Of course this is not an exhaustive list but rather demonstrates that engaging in mitzvot can take on a variety of meanings but one won’t know what those meanings are unless they try!
I would argue that observing Judaism in general and mitzvot in particular (not that those can necessarily be separated) should in fact be done in a way that does provide meaning. It doesn’t mean that everything will feel great all of the time but ideally by being conscious of what we are doing will elevate all that we do, to make our acts, even the smallest, meaningful.
Judaism does not ask us to apologize for feeling good-it does demand though that our behavior with ourselves and each other reflects the sense that each of us are created in God’s image and therefore how we treat each other is crucial.
In a nutshell, Don’t apologize for getting something out of mitzvot, but stretch yourself to do even those that don’t feel meaningful quite yet!
There is nothing I do for which I know all the reasons I may do it.
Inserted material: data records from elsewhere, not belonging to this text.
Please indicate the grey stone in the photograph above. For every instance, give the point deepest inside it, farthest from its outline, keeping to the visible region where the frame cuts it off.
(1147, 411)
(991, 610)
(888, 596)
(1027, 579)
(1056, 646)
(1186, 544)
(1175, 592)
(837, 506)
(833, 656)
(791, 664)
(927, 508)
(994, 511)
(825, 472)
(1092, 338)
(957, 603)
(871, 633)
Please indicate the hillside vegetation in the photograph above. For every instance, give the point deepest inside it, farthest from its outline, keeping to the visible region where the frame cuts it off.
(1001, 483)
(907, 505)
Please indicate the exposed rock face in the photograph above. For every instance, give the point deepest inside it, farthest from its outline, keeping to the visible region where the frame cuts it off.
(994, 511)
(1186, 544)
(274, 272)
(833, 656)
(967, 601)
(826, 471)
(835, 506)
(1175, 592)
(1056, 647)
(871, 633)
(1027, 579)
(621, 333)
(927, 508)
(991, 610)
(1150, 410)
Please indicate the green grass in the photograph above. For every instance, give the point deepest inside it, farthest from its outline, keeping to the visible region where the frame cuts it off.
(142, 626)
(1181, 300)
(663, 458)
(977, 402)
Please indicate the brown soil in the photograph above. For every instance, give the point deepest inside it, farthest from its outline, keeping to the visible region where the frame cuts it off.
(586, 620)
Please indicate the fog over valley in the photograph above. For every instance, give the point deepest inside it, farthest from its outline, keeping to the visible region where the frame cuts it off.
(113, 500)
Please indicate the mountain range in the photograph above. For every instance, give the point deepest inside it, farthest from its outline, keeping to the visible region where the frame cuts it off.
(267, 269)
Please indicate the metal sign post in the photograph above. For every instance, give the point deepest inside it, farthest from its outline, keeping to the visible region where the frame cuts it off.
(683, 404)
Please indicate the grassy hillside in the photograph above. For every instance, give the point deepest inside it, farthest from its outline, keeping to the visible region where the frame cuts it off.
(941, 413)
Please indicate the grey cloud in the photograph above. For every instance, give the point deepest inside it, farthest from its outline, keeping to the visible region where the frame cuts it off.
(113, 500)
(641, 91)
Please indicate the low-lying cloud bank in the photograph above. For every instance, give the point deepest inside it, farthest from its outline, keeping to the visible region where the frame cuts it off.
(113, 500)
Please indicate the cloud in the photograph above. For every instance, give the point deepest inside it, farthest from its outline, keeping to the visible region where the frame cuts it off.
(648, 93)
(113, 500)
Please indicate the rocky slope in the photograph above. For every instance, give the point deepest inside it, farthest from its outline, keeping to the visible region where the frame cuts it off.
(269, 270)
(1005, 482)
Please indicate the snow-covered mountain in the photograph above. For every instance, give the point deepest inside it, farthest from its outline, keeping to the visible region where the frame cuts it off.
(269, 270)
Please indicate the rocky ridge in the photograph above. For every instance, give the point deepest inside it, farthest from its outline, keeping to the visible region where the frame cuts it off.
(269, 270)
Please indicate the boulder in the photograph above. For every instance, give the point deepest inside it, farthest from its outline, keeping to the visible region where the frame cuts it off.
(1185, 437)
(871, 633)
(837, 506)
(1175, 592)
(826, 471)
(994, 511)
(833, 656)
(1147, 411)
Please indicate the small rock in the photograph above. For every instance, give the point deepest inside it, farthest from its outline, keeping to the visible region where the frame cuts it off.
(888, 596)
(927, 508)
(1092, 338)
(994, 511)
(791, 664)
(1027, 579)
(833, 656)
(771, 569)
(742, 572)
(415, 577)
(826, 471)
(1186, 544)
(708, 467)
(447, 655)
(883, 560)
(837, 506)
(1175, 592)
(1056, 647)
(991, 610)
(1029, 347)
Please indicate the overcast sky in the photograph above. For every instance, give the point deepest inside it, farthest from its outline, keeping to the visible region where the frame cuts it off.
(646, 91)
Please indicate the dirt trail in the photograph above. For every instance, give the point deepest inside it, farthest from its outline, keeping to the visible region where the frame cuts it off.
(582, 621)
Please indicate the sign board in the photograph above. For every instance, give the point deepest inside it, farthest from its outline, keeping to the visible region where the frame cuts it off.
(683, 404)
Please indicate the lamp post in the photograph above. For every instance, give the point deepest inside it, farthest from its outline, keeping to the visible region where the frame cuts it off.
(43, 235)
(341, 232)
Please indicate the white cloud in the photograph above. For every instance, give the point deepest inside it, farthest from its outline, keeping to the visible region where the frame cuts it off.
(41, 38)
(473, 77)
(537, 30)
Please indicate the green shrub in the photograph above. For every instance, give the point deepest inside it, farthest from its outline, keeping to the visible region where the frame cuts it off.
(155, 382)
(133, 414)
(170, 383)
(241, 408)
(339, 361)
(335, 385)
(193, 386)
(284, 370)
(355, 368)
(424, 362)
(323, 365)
That means that even when I may be engaged in what appears to be completely altruistic behavior, it likely will include at least a touch of the pragmatic, an element of what's in this for me. And while I would love to imagine I'm free from the "taint" of reward, there is a part of most of us that seems unable fully to eliminate a certain (forgive me) Santa Claus view of deity and our concern for any divine naughty or nice list. Curiously, the famous song does end with a coda on point for this discussion. "So be good for goodness sake," in addition to being the only honest line in the song, implies that the reward for our good conduct – unlike the presents/bribes or punishments the song describes – is principally, were it only so, our growth in self and soul. But religion in general and Judaism in particular are not only for those who live exclusively in the rarefied heights of pure motives. No matter our age or stage, what's in it for me will likely intrude, at least occasionally. No doubt that is why, especially from a perspective that includes personal autonomy in decision-making, the tradition's reminder seems of the moment. Mitoch shelo lishma ba lishma. It may be translated or interpreted as "doing something good for the ‘wrong or ulterior’ motive may eventually lead to doing it for the right reason” (literally, for its own sake). Similarly, the Jewish people's response at Mount Sinai, na’aseh v’nishma (we shall do and we shall hear or understand). Or as Nike urges, "Just do it."